INTERPRETAÇÃO PÚBLICA OU PRIVADA –
Em artigos publicados recentemente, tratei dos significados de hermenêutica e de interpretação no direito. Volto hoje (e nas semanas seguintes, muito provavelmente) ao assunto para, trabalhando precisamente com a teoria hermenêutica, tentar sistematizar e classificar, a partir de critérios preestabelecidos, essa “arte” da interpretação.
Em regra, a interpretação jurídica é classificada a partir de três critérios: a origem (isto é, quem é o agente ou a fonte da interpretação); a natureza ou modo (cujas espécies são também chamadas de “métodos de interpretação”); e o resultado. Escolhido um ângulo de observação (ou critério), são apontadas as semelhanças e dessemelhanças entre as várias espécies de interpretação, facilitando assim a compreensão desse fenômeno do direito.
Levando em conta a origem ou a fonte da interpretação jurídica – isto é, quem é o agente dessa operação –, esta pode ser classificada em “pública” ou “privada”. A interpretação pública é aquela realizada por órgãos do poder público, ou seja, do Estado. A interpretação privada (ou não estatal), embora possa ser realizada por qualquer um de nós, leigo ou com formação em direito, juridicamente falando é aquela levada a cabo por jurisconsultos, doutrinadores e professores em seus pareceres, livros, artigos etc.
Ademais, como explica Luiz Fernando Coelho (em “Lógica jurídica e interpretação das leis”, Editora Forense, 1981), “levada a efeito pelos agentes do poder público, a interpretação pública subdivide-se em autêntica, judicial e administrativa”.
Diz-se que interpretação da lei é “autêntica” quando realizada pelo próprio Poder Legislativo por intermédio de uma lei (e é por isso também denominada “legislativa”). Esse é o significado originário e mais corriqueiro dessa expressão, aludindo ao fato de que o autor da norma (no caso, da lei) e o intérprete são, institucionalmente, os mesmos. Embora nem sempre, uma vez que o dispositivo interpretado e o dispositivo interpretativo podem pertencer ao mesmo diploma legal, normalmente uma lei secundária (a lei interpretativa) “interpreta” uma lei originária (lei interpretada), sendo ambas oriundas do mesmo órgão legislativo.

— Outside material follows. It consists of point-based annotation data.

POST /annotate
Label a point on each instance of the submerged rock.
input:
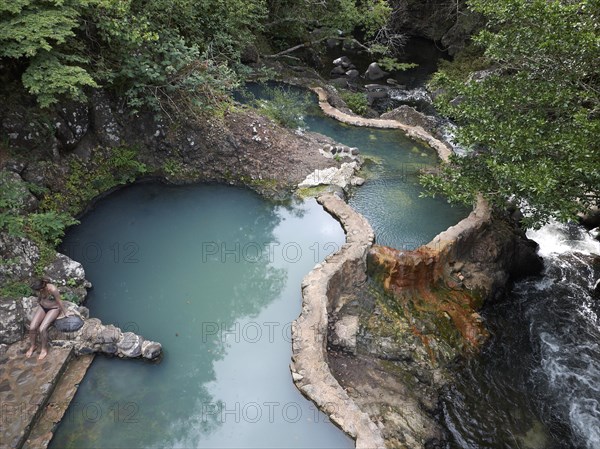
(374, 72)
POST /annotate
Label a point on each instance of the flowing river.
(537, 384)
(214, 273)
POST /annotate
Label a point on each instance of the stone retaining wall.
(322, 291)
(416, 132)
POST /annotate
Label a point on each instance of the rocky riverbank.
(64, 159)
(361, 324)
(392, 341)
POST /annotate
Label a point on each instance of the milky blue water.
(392, 198)
(213, 273)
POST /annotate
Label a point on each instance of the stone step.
(26, 385)
(43, 430)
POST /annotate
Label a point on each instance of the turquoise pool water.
(391, 199)
(213, 273)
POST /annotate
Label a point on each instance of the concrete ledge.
(416, 132)
(26, 385)
(322, 291)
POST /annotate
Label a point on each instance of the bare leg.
(33, 327)
(48, 319)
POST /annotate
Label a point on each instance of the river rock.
(374, 72)
(11, 321)
(130, 345)
(344, 333)
(342, 61)
(151, 350)
(410, 116)
(337, 71)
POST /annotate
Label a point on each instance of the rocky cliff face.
(443, 21)
(435, 292)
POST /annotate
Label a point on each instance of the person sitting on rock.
(50, 307)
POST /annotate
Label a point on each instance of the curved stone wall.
(416, 132)
(324, 287)
(322, 291)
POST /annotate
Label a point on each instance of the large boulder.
(374, 72)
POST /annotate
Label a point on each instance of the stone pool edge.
(416, 132)
(322, 289)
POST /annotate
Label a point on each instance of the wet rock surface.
(25, 386)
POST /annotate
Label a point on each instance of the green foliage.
(33, 26)
(38, 30)
(15, 290)
(44, 228)
(470, 59)
(48, 79)
(356, 101)
(291, 22)
(285, 107)
(86, 180)
(166, 55)
(532, 124)
(50, 226)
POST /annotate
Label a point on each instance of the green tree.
(41, 31)
(531, 124)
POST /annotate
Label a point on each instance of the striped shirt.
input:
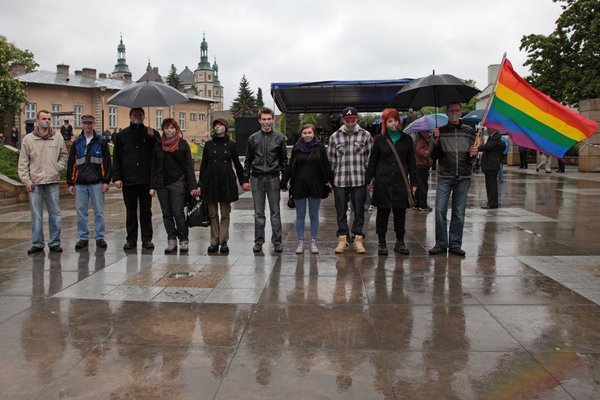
(349, 155)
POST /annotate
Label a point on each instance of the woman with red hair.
(386, 178)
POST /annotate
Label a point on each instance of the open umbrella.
(147, 94)
(434, 90)
(426, 123)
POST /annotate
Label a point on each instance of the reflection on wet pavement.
(517, 318)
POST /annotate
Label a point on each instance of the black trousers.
(491, 187)
(422, 187)
(132, 195)
(381, 221)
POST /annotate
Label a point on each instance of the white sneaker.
(313, 246)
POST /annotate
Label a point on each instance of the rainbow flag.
(533, 119)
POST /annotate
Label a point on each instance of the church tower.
(121, 68)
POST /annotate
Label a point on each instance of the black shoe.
(401, 249)
(35, 249)
(436, 250)
(56, 249)
(457, 251)
(81, 244)
(224, 248)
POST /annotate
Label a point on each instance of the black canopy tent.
(334, 96)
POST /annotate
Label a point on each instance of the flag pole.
(489, 102)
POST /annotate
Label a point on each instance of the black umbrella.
(434, 90)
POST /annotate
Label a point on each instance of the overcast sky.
(282, 41)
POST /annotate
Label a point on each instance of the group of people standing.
(147, 164)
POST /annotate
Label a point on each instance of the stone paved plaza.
(517, 318)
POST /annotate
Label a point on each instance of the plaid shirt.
(349, 156)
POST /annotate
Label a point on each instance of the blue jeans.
(459, 189)
(266, 186)
(172, 201)
(313, 214)
(84, 194)
(50, 195)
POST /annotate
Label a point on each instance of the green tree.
(259, 102)
(244, 104)
(12, 91)
(564, 64)
(173, 79)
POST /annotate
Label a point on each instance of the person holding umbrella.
(132, 167)
(454, 149)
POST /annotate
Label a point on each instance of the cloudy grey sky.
(282, 41)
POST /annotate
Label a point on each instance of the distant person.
(43, 155)
(173, 179)
(348, 152)
(217, 183)
(66, 131)
(545, 161)
(132, 162)
(310, 180)
(491, 159)
(88, 178)
(423, 163)
(391, 182)
(455, 151)
(14, 136)
(266, 159)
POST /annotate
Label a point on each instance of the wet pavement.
(517, 318)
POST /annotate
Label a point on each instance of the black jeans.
(381, 221)
(357, 195)
(172, 201)
(132, 195)
(491, 187)
(422, 187)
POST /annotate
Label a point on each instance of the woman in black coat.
(310, 176)
(217, 183)
(172, 178)
(386, 181)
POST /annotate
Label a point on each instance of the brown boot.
(358, 246)
(342, 244)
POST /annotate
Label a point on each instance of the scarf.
(306, 147)
(39, 134)
(170, 145)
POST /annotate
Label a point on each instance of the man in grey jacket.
(43, 155)
(266, 158)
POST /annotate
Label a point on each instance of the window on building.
(182, 121)
(56, 108)
(112, 117)
(78, 110)
(30, 110)
(159, 117)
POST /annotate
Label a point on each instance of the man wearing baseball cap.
(348, 152)
(88, 176)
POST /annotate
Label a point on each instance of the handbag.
(411, 198)
(197, 212)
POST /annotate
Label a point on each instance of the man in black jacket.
(88, 176)
(454, 149)
(266, 158)
(132, 158)
(490, 164)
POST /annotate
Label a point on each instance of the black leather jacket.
(452, 151)
(266, 154)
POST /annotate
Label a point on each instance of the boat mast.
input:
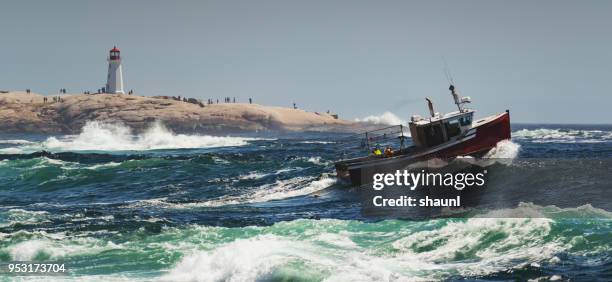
(456, 97)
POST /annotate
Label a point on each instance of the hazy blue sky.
(546, 61)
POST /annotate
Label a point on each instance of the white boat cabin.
(440, 128)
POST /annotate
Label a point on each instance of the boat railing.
(393, 136)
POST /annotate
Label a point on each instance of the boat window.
(452, 128)
(434, 135)
(465, 120)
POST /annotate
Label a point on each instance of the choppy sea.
(171, 207)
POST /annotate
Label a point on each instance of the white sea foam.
(544, 135)
(504, 149)
(457, 248)
(387, 118)
(317, 142)
(16, 142)
(99, 136)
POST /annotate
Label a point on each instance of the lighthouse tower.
(114, 82)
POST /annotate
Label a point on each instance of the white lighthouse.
(114, 82)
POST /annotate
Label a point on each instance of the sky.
(546, 61)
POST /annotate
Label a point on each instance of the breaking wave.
(544, 135)
(99, 136)
(336, 250)
(504, 149)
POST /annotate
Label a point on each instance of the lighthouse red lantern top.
(115, 53)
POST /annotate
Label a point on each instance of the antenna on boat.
(430, 105)
(458, 100)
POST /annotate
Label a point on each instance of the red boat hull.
(487, 136)
(477, 142)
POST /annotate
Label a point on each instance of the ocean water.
(160, 206)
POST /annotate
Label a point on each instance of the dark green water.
(197, 208)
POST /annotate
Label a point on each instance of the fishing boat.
(438, 136)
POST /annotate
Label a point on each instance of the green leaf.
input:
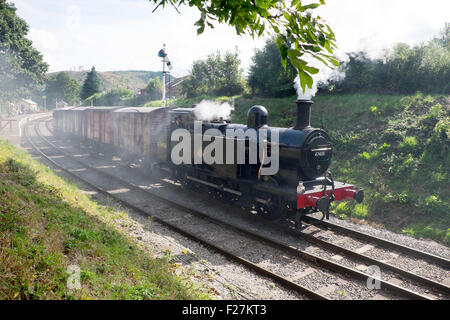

Como base na simples circunstância de o autor da norma e o intérprete serem institucionalmente os mesmos, há quem diga, sendo o caso do já referido Luiz Fernando Coelho, que “será autêntica a interpretação da norma regulamentar, levada a efeito pelo autor do regulamento”, como se dá no caso de um decreto regulamentar presidencial ser interpretado por outro decreto de mesma natureza, sendo que tais diplomas legais, de autoria dos chefes do Poder Executivo (seja federal, estadual ou municipal), não são leis em sentido estrito.
Lembremos que a lei interpretativa, via de regra, retroage à data da lei interpretada, atingindo, assim, atos e fatos pretéritos a ela (lei interpretativa). Lembremos, também, que não devemos confundir a lei “corretiva” com a lei interpretativa. Grosso modo, consoante Glauco Barreira Magalhães Filho (em seu “Curso de hermenêutica jurídica”, Editora Atlas, 2013), a primeira procura “resolver problemas redacionais, enquanto a segunda resolve um problema de inteligibilidade”.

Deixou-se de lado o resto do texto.